Воплощением норманизма для него стал ленинградский археолог Лев Клейн. С ним-то Авдусин и вел борьбу, отягощенную тем, что никак не мог взять в толк, почему Клейн сперва лезет на его Смоленщину, а потом ездит в Швецию. На эту тему он даже сочинил письмо в соответствующее министерство, объясняя, что такая поездка за границу, «тем более — в гнездо зарубежного норманизма — Швецию, послужит не на пользу, а во вред советской исторической науке. Она может лишь упрочить позиции зарубежных норманистов, всегда тесно связанных с антисоветчиками». Для непонятливых он пояснял: «Позиция группы Клейн-Лебедев-Булкин представляется мне противоречащей марксизму-ленинизму, антипатриотической». Это был семьдесят четвертый год, но соответствующее министерство такую важную информацию почему-то оставило без внимания. Группа Клейна ликовала и составила свою песню:
Не та, не та теперь эпоха!
Как про норманнов ни толкуй,
Врагам твоим не будет плохо —
На твой донос положат… крест.
Вместо «креста», естественно, в рифму выходило совершенно другое слово, но тогдашняя научная этика требовала его прозрачно замаскировать.
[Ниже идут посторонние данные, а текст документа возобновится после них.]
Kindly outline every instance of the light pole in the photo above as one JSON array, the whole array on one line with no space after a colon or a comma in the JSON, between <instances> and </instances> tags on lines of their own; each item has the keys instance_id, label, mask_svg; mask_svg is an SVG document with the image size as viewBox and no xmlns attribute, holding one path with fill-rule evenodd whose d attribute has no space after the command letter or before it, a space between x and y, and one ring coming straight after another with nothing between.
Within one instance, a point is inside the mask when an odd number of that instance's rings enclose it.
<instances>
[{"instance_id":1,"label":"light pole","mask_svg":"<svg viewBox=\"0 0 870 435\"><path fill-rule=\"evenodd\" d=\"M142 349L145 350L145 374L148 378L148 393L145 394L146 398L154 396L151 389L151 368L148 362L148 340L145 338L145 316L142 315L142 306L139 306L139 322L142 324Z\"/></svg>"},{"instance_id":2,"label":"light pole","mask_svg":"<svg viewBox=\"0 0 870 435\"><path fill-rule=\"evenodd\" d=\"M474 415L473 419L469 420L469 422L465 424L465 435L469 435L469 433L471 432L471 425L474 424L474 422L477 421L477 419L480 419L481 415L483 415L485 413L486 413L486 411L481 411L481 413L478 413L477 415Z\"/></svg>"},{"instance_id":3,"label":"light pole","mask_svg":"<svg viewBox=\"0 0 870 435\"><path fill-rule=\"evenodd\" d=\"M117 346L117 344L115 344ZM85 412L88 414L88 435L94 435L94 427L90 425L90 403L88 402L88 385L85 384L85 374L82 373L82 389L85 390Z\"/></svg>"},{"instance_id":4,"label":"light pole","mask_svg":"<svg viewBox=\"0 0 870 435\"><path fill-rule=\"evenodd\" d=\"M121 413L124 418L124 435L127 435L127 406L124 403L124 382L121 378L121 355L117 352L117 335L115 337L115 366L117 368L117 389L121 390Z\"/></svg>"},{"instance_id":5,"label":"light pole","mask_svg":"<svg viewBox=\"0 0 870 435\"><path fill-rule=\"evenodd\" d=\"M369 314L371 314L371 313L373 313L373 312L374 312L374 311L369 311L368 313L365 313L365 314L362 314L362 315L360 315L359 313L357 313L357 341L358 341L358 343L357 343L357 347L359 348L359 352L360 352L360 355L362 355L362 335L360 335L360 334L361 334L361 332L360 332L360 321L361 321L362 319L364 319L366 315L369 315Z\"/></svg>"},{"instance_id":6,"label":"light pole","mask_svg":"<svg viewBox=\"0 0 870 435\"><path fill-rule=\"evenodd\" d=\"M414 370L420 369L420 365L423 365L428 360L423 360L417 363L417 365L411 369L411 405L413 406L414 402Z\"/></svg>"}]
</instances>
Клейн был не только ленинградец и норманист, но и еврей. Словно этого было мало, в восемьдесят первом году его осудили за «мужеложство» и посадили. Но через год полностью оправдали. И зэки, сидевшие с ним в одной камере, его тоже оправдали, изучив папку принесенных им в камеру документов. Оправдали и доверили раздачу пайки! Это было уникальное событие. А про норманизм зэки ничего не слышали.
Тогда, на раскопе, Нам тоже про норманизм не особо задумывался. Он решил, что на Авдусина действует общая студенческая атмосфера любви, вот он и перешел от военной тематики к романтическому шансону.
Вокруг действительно царило любовное томление. Не только в воздухе, напоенном травами и цветами. Даже земля, стоило воткнуть в нее лопату, не говоря о кирке, источала нечто сладкое и волнительное, особенно, если рядом стояла и двигалась однокурсница в купальнике. Потому что была жара, и почти все однокурсницы были именно в купальниках. Ну или сверху в купальниках, а снизу в шортиках. В те времена еще считалось, что ходить в сланцах (они же вьетнамки) на людях несколько неприлично, и поэтому девушки щеголяли в сандалиях, что, безусловно, добавляло им загадочности и даже, буквально, возвышенности.
Отношения завязывались и развязывались головокружительные.
Куда бы Нам ни пошел, везде он видел нежные взгляды, танцы и ритуалы, неожиданную интеллектуальную дерзость, и везде он кому-то мешал кем-то другим любоваться.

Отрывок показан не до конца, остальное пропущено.